This is an archive of the discontinued LLVM Phabricator instance.

[compiler-rt] Add a critical section when flushing gcov counters
ClosedPublic

Authored by calixte on Dec 2 2019, 10:24 AM.

Details

Summary

Counters can be flushed in a multi-threaded context for example when the process is forked in different threads (https://github.com/llvm/llvm-project/blob/master/llvm/lib/Transforms/Instrumentation/GCOVProfiling.cpp#L632-L663).
In order to avoid pretty bad things, a critical section is needed around the flush.
We had a lot of crashes in this code in Firefox CI when we switched to clang for linux ccov builds and those crashes disappeared with this patch.

Event Timeline

calixte created this revision.Dec 2 2019, 10:24 AM
Herald added projects: Restricted Project, Restricted Project. · View Herald TranscriptDec 2 2019, 10:24 AM
Herald added subscribers: llvm-commits, Restricted Project, jfb. · View Herald Transcript
calixte retitled this revision from Add a critical section when flushing gcov counters to [compiler-rt] Add a critical section when flushing gcov counters.Dec 2 2019, 10:37 AM
dmajor added a subscriber: dmajor.Dec 2 2019, 10:42 AM

The extra setup/teardown work for Windows relative to Linux is unfortunate. How would you feel about using an SRWLock instead? They accept a static initializer. (https://docs.microsoft.com/en-us/windows/win32/sync/slim-reader-writer--srw--locks)
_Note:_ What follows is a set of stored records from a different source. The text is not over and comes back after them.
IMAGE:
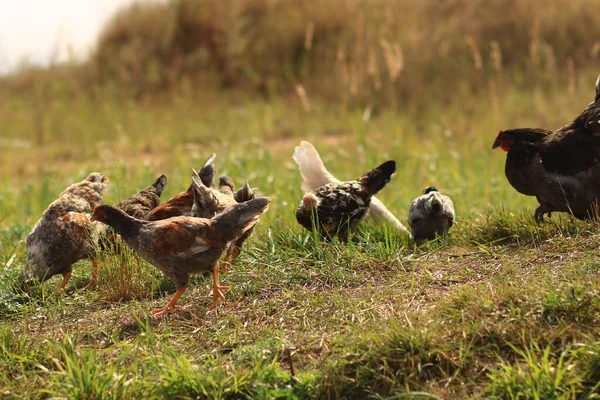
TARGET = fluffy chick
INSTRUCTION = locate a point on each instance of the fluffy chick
(339, 206)
(430, 215)
(64, 234)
The extra setup/teardown work for Windows relative to Linux is unfortunate. How would you feel about using an SRWLock instead?

Are there minimum Windows version requirements for compiler-rt? SRWLock is only available on Win7 forward, I think.
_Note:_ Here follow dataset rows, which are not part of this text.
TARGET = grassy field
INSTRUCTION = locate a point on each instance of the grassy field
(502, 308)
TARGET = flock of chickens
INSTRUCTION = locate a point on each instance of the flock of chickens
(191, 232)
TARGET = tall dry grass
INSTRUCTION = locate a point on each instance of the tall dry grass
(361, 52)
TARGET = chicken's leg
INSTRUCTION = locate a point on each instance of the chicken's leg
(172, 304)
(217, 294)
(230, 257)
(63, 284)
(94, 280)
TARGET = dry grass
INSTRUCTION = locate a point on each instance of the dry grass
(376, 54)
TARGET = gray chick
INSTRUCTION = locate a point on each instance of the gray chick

froydnj resigned from this revision.Dec 2 2019, 11:11 AM

Also, I am the farthest thing from the owner of this code (I don't even have commit access!), so I don't think I'm the right person to review this.
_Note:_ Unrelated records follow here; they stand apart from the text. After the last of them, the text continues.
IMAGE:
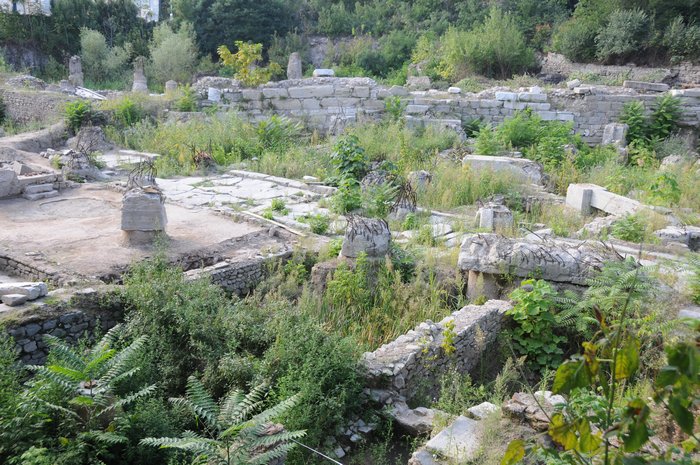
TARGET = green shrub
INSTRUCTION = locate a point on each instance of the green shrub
(187, 101)
(494, 48)
(128, 112)
(625, 35)
(535, 321)
(77, 113)
(575, 39)
(629, 228)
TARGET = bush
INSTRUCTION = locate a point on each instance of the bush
(625, 35)
(173, 54)
(495, 48)
(78, 113)
(535, 321)
(575, 39)
(128, 112)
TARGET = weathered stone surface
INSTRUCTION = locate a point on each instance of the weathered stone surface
(14, 300)
(648, 86)
(494, 217)
(323, 72)
(520, 168)
(294, 69)
(368, 235)
(75, 71)
(483, 410)
(458, 443)
(410, 363)
(616, 134)
(533, 409)
(557, 260)
(9, 184)
(140, 83)
(143, 211)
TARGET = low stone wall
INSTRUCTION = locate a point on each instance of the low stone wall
(35, 106)
(69, 320)
(415, 361)
(330, 104)
(238, 277)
dmajor added a subscriber: froydnj.Dec 2 2019, 12:27 PM

The extra setup/teardown work for Windows relative to Linux is unfortunate. How would you feel about using an SRWLock instead?

Are there minimum Windows version requirements for compiler-rt? SRWLock is only available on Win7 forward, I think.

I believe SRWLocks arrived in Vista. Anyway, I don't know about compiler-rt specifically, but LLVM in general has required Win7 since 2015: http://llvm.org/viewvc/llvm-project?view=revision&revision=249332

calixte updated this revision to Diff 231843.Dec 3 2019, 1:21 AM

Use SRWLock instead of a CRITICAL_SECTION.

calixte updated this revision to Diff 231844.Dec 3 2019, 1:33 AM

Remove unused function

calixte updated this revision to Diff 231846.Dec 3 2019, 1:49 AM

Use HEAD~3 with arc diff

dmajor accepted this revision.Dec 3 2019, 6:00 AM
dmajor added a reviewer: davidxl.

This lgtm from the Windows side but I'd feel better if you got an additional review from someone who knows gcov better than me.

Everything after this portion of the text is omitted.